What sorts of benefits do you receive from your employer that aren’t included in your take-home pay or on your income tax returns? We don’t all have “free” cafeterias and laundry and fitness facilities, like Google. If you do have these kinds of amenities, how do you assess their value in terms of your overall compensation? Setting these cultural amenities aside for now*, probably most of us have health care that is covered, at least in part, by our employers.
In this week’s EconTalk episode, the Mercatus Center’s Mark Warshawsky talks about this “perk” of employment, and how it may be drastically affecting the way we look at income inequality. While compensation packages have long been greater than the take-home pay to which they’re attached, they’ve also long been much less visible. But a new wrinkle has been added in recent years. Warshawsky notes that the cost of health insurance to employers has tripled in just the last fifteen years. This means that the total cost of an individual’s employment to the employer has greatly increased, even if their productivity has remained flat. This means lower-income workers are receiving a greater proportion of their total compensation in the form of benefits. Warshawsky argues that when income inequality is being analyzed, studies tend to focus on income data, or take-home pay, thereby overestimating, or at least distorting, the degree of inequality.
But how are we to shift from comparisons of income to comparisons of compensation? And what’s the best way to evaluate workers’ level of well-being? Tricky questions- both philosophically and politically.
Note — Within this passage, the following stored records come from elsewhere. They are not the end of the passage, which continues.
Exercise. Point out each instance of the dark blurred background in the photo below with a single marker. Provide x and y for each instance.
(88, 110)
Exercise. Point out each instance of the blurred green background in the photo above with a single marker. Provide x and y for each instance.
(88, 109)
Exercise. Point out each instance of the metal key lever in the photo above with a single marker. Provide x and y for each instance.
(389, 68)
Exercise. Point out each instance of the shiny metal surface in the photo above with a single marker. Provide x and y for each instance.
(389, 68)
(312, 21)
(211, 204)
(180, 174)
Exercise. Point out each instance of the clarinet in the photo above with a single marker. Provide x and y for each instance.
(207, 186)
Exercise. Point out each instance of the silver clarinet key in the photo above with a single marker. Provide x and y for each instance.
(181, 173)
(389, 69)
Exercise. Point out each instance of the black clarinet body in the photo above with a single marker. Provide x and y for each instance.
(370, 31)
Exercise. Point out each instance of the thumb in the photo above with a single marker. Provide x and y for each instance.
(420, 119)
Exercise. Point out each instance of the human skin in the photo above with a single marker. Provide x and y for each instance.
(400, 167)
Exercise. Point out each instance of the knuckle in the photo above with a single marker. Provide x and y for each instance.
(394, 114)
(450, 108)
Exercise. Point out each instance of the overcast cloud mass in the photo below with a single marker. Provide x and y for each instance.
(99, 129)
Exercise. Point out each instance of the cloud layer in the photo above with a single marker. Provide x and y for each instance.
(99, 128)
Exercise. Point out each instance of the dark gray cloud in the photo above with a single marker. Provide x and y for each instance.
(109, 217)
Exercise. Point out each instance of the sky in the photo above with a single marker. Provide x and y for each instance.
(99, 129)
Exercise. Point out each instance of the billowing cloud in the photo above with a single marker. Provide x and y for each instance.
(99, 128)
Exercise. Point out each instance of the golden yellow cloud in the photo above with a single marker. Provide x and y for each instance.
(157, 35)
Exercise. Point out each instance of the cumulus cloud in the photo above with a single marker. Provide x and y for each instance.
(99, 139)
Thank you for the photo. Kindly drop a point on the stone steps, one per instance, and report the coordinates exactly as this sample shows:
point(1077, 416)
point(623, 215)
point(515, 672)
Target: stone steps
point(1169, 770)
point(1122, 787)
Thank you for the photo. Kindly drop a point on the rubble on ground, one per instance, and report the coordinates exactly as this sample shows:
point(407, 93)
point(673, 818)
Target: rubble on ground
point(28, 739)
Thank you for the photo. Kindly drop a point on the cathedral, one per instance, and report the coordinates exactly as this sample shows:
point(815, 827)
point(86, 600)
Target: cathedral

* One of host Russ Roberts’s biggest questions is the effect of mandating benefits- whether legislatively or culturally- for employees. There’s no such thing as a free lunch, after all.
READER COMMENTS
Hazel Meade
Jan 5 2017 at 2:34pm
I think an interesting angle on this subject is no so much the effect on inequality measures, but that the lower income worker who receives a larger percentage of pay in the form of health insurance is effectively being FORCED to spend a larger percentage of their total compensation on health care. What would those workers spend the money on if they didn’t have to buy the employer-selected health care plan?
Would they purchase a less expensive health insurance option? Would they waste the money on booze and drugs? How would ending the employer-based health insurance system change their behavior? Are we “nudging” lower-income workers into buying something they ought to have or are we paternalistically deciding what they should spend their money on?
ZC
Jan 5 2017 at 3:23pm
@Hazel
If the lower income worker wasn’t ‘forced’ to pay for health insurance, they likely wouldn’t pay for it. Then they’d still show up at the hospital when they needed healthcare while uninsured, placing themselves at financial peril and likely resulting in socialization of their unreimbursed heath care costs. Tragedy of the commons.
Silas Barta
Jan 6 2017 at 7:33pm
A few points:
1) If the cost of my employer-provided-health-insurance’s is going up, that doesn’t mean my real income is higher; it’s means I’m paying more for the same care. Unless the quality of that insurance/coverage is going up, which most people do not see.
2) There are taxes that *majorly* distort which benefits make sense to provide for employees; the free company cafeteria one is a case of particularly egregious distortions.
For some reason, free company cafeterias are still deductible as an expense but don’t have to be counted as employee income, so it’s effectively paid for with pre-tax dollars. When you consider:
a) the high taxes on (and incomes of) Google employees,
b) the sales tax that’s avoided
c) the bulk discounts
d) the inconvenience for the employee to procure it themselves
… then Google is effectively able to provide 40 cents of food to the employee, for 40 cents, when that employee would have to earn $1 to buy it on their own. Talk about incentive!
To be sure, c) and d) aren’t related to taxes, but taxes sure push really hard on this one!
Sebastian H
Jan 6 2017 at 9:46pm
“This means lower-income workers are receiving a greater proportion of their total compensation in the form of benefits.”
It doesn’t mean that because a large portion of lower income workers didn’t get health care benefits. Especially under the ore Obamacare rules.
You must mean middle income workers?